Apanage des CHU, la recherche clinique, faite au lit du malade, constitue un des axes stratégiques de la politique de santé. Son financement est assuré par des crédits de l’assurance maladie à hauteur de 900 millions d’euros par an ce qui lui garantit une indépendance et une impartialité enviées par les autres pays. Stimulée par un dispositif d’accompagnement et confortée par l’excellence des équipes hospitalo-universitaires, la recherche biomédicale française se classe tout à fait honorablement : en 3ème position en Europe* et en 6ème position dans le monde. Cette exception française a d’ailleurs été saluée dans un récent article du Lancet signé par les Pr Volker Wenzel et Karl H. Lindner qui reconnaissent qu’en France, « le programme de soutien du gouvernement est un modèle qui permet le développement d’une importante recherche médicale non commerciale. »**. Les financements publics sont notifiés dans le cadre des missions d’enseignement, de recherche, de recours et d’innovations (MERRI) qui relèvent des missions d’intérêt général des établissements. Au sein de la direction de l’hospitalisation et de l’organisation des soins (DHOS), il existe un service chargé de l’observation, de la prospective et de la recherche clinique (OPRC). A sa tête, le Dr Jean-Pierre Duffet assure le recensement, la gestion, le suivi et l’appui des programmes hospitaliers de recherche clinique (PHRC) et des programmes de Soutien aux Techniques Innovantes Coûteuses (STIC). Le Dr Jean-Pierre Duffet a accepté de répondre aux questions de RESEAU CHU.

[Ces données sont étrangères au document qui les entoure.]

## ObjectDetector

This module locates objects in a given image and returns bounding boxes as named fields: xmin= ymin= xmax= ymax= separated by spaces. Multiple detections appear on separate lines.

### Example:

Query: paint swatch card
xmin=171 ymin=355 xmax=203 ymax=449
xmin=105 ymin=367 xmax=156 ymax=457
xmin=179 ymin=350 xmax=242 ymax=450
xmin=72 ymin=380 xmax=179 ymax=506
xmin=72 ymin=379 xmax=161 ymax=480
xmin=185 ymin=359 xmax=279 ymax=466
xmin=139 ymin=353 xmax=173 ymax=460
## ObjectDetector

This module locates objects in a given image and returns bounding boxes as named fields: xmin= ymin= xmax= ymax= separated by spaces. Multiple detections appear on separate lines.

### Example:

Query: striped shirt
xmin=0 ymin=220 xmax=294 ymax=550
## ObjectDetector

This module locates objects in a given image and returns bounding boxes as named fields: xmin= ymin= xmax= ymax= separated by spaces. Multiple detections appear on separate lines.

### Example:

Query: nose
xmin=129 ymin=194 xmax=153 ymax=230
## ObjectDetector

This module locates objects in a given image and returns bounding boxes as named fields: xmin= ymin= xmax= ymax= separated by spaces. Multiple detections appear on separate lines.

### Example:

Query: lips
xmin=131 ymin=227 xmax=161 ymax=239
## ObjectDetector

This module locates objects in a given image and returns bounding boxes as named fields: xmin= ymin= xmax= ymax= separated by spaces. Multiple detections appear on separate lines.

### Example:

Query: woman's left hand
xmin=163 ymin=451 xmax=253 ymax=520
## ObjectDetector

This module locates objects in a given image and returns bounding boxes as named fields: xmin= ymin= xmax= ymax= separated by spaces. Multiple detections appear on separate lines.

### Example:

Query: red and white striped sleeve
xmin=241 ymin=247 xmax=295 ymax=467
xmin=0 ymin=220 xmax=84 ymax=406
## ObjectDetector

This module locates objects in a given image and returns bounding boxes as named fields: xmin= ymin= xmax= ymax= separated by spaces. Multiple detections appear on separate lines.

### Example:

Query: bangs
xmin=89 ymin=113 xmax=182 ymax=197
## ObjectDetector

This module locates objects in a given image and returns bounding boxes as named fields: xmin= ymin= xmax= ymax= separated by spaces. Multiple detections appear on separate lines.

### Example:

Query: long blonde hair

Que représente la part publique dans le montant de la recherche biomédicale ?
>Dr Jean-Pierre Duffet : Gages d’indépendance de la recherche, les financements publics sont très difficiles à chiffrer avec précision. Sur les 2 milliards d’euros de financements MERRI***, la part consacrées à la recherche biomédicale en crédits d’assurance maladie est évaluée autour de 900 millions d’euros. Sur cette somme, 100 millions d’euros (part variable) sont dédiés au financement des programmes PHRC et STIC, des programmes de recherche translationnelle en partenariat avec l’Inserm, ainsi qu’aux soutiens structurels aux DRCI (Délégation à la Recherche Clinique et à l’Innovation) et DIRC (Délégation Interrégionales à la Recherche Clinique), au fonctionnement des CIC (Centre d’Investigation Clinique).
Dans les autres pays, il est important de préciser que contrairement aux idées reçues, même aux USA les crédits publics (militaires souvent) représentent plus de 50% des crédits de recherche en sciences de la vie.
Les parts modulables et variables des missions d’enseignement, de recherche, de recours et d’innovations (MERRI) ont-elles évolué depuis 2000 ?
>Dr J-P Duffet : C’est la philosophie même des MERRI : les parts modulable (modulée par des indicateurs) et variables (appels à projets PHRC et STIC) sont appelées à augmenter progressivement et proportionnellement, au détriment de la part fixe. Les soutiens à la recherche passent aussi par le financement des structures d’encadrement ou des mesures d’accompagnement ciblées déterminés par les priorités de santé publique : plan Alzheimer, lutte contre obésité, prise en charge des AVC…
Quelles innovations emblématiques ont bénéficié du soutien des PHRC et les PSTIC ?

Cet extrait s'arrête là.